AI Agent Cost Control: Budgets, Quotas & Alerts
Track AI costs per agent, set token budgets, configure provider quotas, and get alerts before you overspend.
What you will learn
- Track AI costs per agent, per provider, and per user
- Set up token budgets with automatic alerts at 80%, 90%, 100%
- Configure provider quotas to prevent overspend
- Use the FinOps dashboard to optimize cost allocation
The AI Cost Problem
AI agent costs are invisible until the bill arrives. A single agent running a loop with GPT-4 can burn $500 in an afternoon. Multiply that by 10 agents across 3 providers, and your monthly AI spend becomes unpredictable and uncontrollable.
The solution is not to stop using AI — it is to instrument every call, set limits, and get alerts before the damage is done.
End-of-month surprise: $12,000 OpenAI bill. Nobody knows which agent caused it. The team scrambles to check logs across 3 provider dashboards.
Real-time dashboard shows cost per agent. Budget alert fired at $500 (80% of $625 monthly limit).

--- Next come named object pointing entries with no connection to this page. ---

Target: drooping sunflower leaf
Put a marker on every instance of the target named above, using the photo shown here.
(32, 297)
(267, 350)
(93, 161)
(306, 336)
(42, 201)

The responsible agent was automatically throttled before reaching the cap.
Three Layers of Cost Control
- Layer 1: Tracking — Every LLM call is metered with tokens consumed, cost calculated, and attributed to an agent, user, and provider
- Layer 2: Budgets — Token budgets per agent, per tenant, per organization. Daily and monthly limits with configurable thresholds
- Layer 3: Quotas — Provider-level quotas that sync with your actual provider limits (requests per day, tokens per minute)
Setting Up Token Budgets
// Example: Create a monthly budget for an agent
POST /api/v1/tenants/{tenantId}/budgets
{
"name": "Backend Agent Monthly",
"agent_id": "agent_backend_001",
"budget_type": "monthly",
"token_limit": 500000,
"cost_limit_usd": 50.00,
"alert_thresholds": [80, 90, 100],
"action_on_limit": "block" // or "warn"
}When a budget threshold is hit, Dobby sends a Slack alert to #dobby-alerts with the agent name, current spend, and budget limit. At 100%, the agent is automatically blocked from making further LLM calls.
Provider Quotas
Provider quotas are different from budgets. Budgets control how much you want to spend. Quotas reflect how much your provider allows you to spend — API rate limits, requests per day, tokens per minute.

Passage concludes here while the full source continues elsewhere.